Ses lèvres à lui effleurent ma paupière close. Un baiser plume descend sur ma joue, s’attarde au coin de ma bouche gonflée.
« Tu es si belle ainsi », chuchote mon amant.
Le gardien murmure quelque chose d’indistinct. Sa main remonte sur ma hanche. Il pétrit la chair molle avec une tendresse inattendue. Pouce qui suit la courbe de ma taille comme pour en mémoriser chaque creux. Je soupire, longuement. Ma paume ouverte repose sur le torse poilu du gardien. Je sens sa respiration profonde qui soulève ma main, régulière, apaisée.

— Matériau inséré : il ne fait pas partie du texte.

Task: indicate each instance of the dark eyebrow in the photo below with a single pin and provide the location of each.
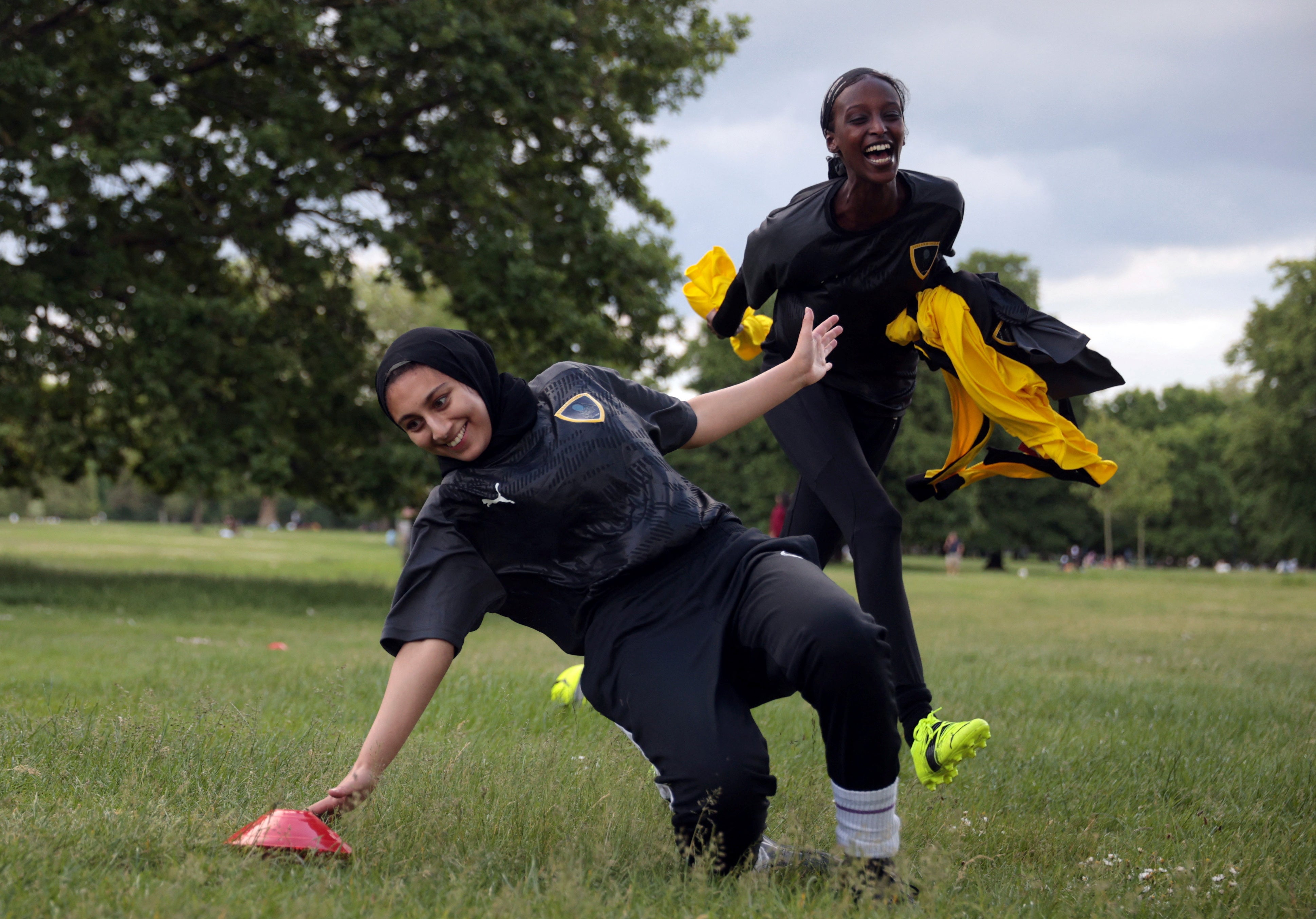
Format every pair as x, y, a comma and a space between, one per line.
428, 397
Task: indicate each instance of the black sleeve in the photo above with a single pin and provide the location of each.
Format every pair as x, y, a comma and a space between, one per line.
445, 588
728, 318
672, 422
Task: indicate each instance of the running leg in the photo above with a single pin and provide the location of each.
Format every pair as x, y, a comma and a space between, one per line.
820, 438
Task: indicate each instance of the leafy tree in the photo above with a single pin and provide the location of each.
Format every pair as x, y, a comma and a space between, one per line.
182, 183
747, 469
1277, 435
1139, 489
1013, 269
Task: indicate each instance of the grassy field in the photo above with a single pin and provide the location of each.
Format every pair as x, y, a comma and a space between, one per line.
1153, 747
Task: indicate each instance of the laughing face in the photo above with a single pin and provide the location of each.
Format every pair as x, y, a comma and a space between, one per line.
441, 415
868, 131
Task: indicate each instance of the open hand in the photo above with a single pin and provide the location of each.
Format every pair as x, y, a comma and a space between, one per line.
348, 794
815, 345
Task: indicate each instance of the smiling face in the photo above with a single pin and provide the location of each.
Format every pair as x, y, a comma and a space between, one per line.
441, 415
868, 131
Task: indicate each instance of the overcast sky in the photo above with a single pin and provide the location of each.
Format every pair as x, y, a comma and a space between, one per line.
1152, 159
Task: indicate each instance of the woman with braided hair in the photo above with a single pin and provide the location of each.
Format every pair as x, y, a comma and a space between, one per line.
858, 247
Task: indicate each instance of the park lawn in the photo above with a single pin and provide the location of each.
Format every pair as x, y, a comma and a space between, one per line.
1143, 721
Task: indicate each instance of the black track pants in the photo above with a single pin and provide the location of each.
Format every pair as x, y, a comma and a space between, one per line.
839, 444
794, 630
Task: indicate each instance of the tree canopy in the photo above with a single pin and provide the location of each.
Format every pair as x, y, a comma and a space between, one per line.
182, 186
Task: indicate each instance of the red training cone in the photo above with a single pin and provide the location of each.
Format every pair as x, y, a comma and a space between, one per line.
291, 830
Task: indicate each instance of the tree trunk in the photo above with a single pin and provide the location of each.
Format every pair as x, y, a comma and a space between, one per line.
269, 513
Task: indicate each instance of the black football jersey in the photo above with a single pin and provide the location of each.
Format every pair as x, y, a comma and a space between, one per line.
865, 277
585, 498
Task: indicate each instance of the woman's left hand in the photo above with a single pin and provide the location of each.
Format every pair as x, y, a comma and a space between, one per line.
814, 347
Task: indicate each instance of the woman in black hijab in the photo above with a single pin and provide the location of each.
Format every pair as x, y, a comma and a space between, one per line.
858, 247
558, 511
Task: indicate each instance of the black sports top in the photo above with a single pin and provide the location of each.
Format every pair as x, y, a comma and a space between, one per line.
585, 498
865, 277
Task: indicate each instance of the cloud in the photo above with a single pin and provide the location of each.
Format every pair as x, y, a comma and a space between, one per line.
1152, 157
1168, 315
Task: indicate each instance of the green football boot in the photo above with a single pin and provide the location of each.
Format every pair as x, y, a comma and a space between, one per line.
567, 688
939, 746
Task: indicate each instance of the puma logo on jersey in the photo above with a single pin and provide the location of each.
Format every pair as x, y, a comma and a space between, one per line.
499, 500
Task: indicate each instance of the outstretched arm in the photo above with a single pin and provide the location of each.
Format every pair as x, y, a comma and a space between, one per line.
418, 672
723, 411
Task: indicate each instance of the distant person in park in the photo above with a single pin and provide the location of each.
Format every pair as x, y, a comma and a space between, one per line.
858, 247
405, 530
558, 511
954, 549
777, 522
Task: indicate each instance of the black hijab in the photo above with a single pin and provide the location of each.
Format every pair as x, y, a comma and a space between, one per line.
468, 359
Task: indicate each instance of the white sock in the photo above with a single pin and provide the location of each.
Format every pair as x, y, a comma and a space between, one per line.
867, 822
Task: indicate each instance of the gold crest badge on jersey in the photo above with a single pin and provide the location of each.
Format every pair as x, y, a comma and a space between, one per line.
583, 409
923, 256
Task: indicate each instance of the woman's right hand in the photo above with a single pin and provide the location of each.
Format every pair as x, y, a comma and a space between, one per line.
348, 794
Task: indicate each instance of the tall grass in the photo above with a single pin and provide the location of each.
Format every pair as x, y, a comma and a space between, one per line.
1143, 722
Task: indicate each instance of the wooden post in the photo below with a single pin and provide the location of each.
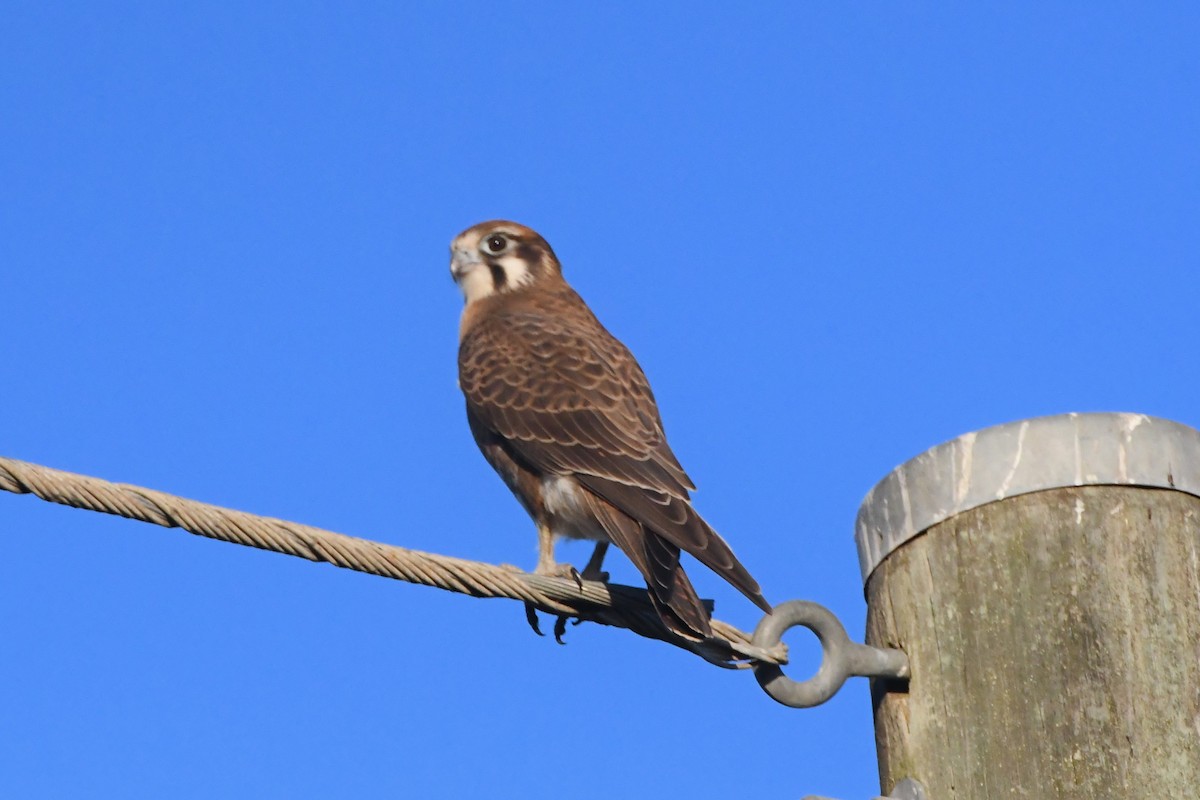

« Respire avec moi », suggère-t-il.
Mon amant passe ses lèvres dans mon cou. Langue qui lèche une goutte de sueur salée. Puis se pose là, immobile, juste pour sentir mon pouls ralentir sous sa bouche. L’humidité entre mes cuisses sèche peu à peu. Une sensation douce-amère qui rappelle le plaisir sans le ranimer. Vestige précieux dans cette bulle suspendue.
Une horloge lointaine poursuit son tic-tac, lent, régulier, comme un battement partagé.
« Le temps nous laisse encore un peu de lui», dit mon amant.
On reste blottis, corps lourds de fatigue heureuse. Peaux qui se réchauffent mutuellement dans la nuit qui s’épaissit. Le gardien finit par se lever. Il attrape ma robe froissée par terre, la déplie avec soin. Il la pose sur mes épaules sans la nouer – un geste d’homme des champs, brut et doux à la fois. Mon amant m’enveloppe de ses bras. Menton sur ma tête. On écoute le silence s’installer. Ponctué seulement par nos souffles calmes. Nos doigts s’entrelacent sans but. Cette tendresse prolonge l’extase en un écho paisible.